James Gray a grandi dans le Queens, et, adolescent, a passé beaucoup de temps dans le quartier de Brighton Beach, également appelé Little Odessa. Ses quatre premiers films se passent dans ces rues familières ; The Immigrant les recrée à l’aune de l’année 1921. Dans The Lost City of Z, pour la première fois, il s’éloigne de son New York natal. Il aura fallu qu’une star (Brad Pitt) lui passe commande d’un film sur l’explorateur Percival Harrison Fawcett il y a une dizaine d’années (James Gray a commencé à écrire juste après Two Lovers et avant de tourner The Immigrant), renonce finalement à l’interpréter, mais le coproduise avec sa société Plan B. Un film de commande, donc. Qui l’éloigne de ses bases urbaines, et même de l’Amérique, puisque ses héros sont anglais. Pourtant, les préoccupations de l’enfant du Queens sont bel et bien présentes.

Origines sociales


Il y a dans l’univers filmique de James Gray une obsession pour les origines sociales défavorisées dont on ne se défait jamais vraiment. L’impossibilité de l’accomplissement du rêve américain est chez lui un thème sous-jacent récurrent. Le jeune Russe de Little Odessa ne quitte son quartier que pour devenir gangster, et l’entrepreneur de The Yards ne peut que magouiller pour grimper dans l’échelle sociale.
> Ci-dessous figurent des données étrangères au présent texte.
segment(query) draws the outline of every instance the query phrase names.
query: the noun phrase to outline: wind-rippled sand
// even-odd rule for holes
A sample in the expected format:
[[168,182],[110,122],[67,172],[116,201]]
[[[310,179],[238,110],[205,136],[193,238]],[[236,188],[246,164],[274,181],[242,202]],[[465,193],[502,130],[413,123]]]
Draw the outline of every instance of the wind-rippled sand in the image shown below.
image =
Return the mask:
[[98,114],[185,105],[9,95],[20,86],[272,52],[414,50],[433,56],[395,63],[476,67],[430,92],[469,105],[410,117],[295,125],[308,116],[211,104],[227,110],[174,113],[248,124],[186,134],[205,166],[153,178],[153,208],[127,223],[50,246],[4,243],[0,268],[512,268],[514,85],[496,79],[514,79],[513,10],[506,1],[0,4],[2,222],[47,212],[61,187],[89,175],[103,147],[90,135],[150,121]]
Le jeune homme de Two Lovers doit se marier dans son cercle : la jeune fille que ses parents lui destinent étant la fille du partenaire en affaires de son père et sa blonde voisine, fantasque, instable, n’est guère pour lui. La terre de promesses que vient chercher la jeune Polonaise de The Immigrant est un miroir aux alouettes, des promesses non tenues, un marchandage permanent. Percy, dans The Lost City of Z, a « mal choisi ses ancêtres » et ne pourra jamais, malgré ses faits d’armes, obtenir ses galons et intégrer la haute société britannique : devenir explorateur en Amazonie est son ticket gagnant vers un grade dans l’armée et une reconnaissance de ses pairs. Pourtant, en chemin, il trouve autre chose : la trace d’une cité enfouie, d’une civilisation bien antérieure à la sienne. Du rêve américain au rêve d’une Amérique (du Sud), il n’y avait qu’un pas.

L’Éternel retour


Selon James Gray, il n’y aurait que deux scénarios à dérouler : l’un sur un personnage qui revient chez lui, l’autre sur un personnage qui part de chez lui. Des contrats (Little Odessa), la prison (The Yards), une autre communauté (La nuit nous appartient), un mariage avorté (Two Lovers) : après une longue absence ses (anti)héros reviennent au bercail. Puis, dans The Immigrant, il narre le grand départ (de la Pologne) à l’origine du melting-pot américain. Et, synthèse absolue, Percy quitte sa famille pour devenir explorateur, revient, puis repart, revient encore et repart à la guerre et revient pour repartir. Toutes les influences de James Gray plus une : la mythologie grecque, Ulysse comme héros de tous les temps, de toutes les époques, de tous les pays.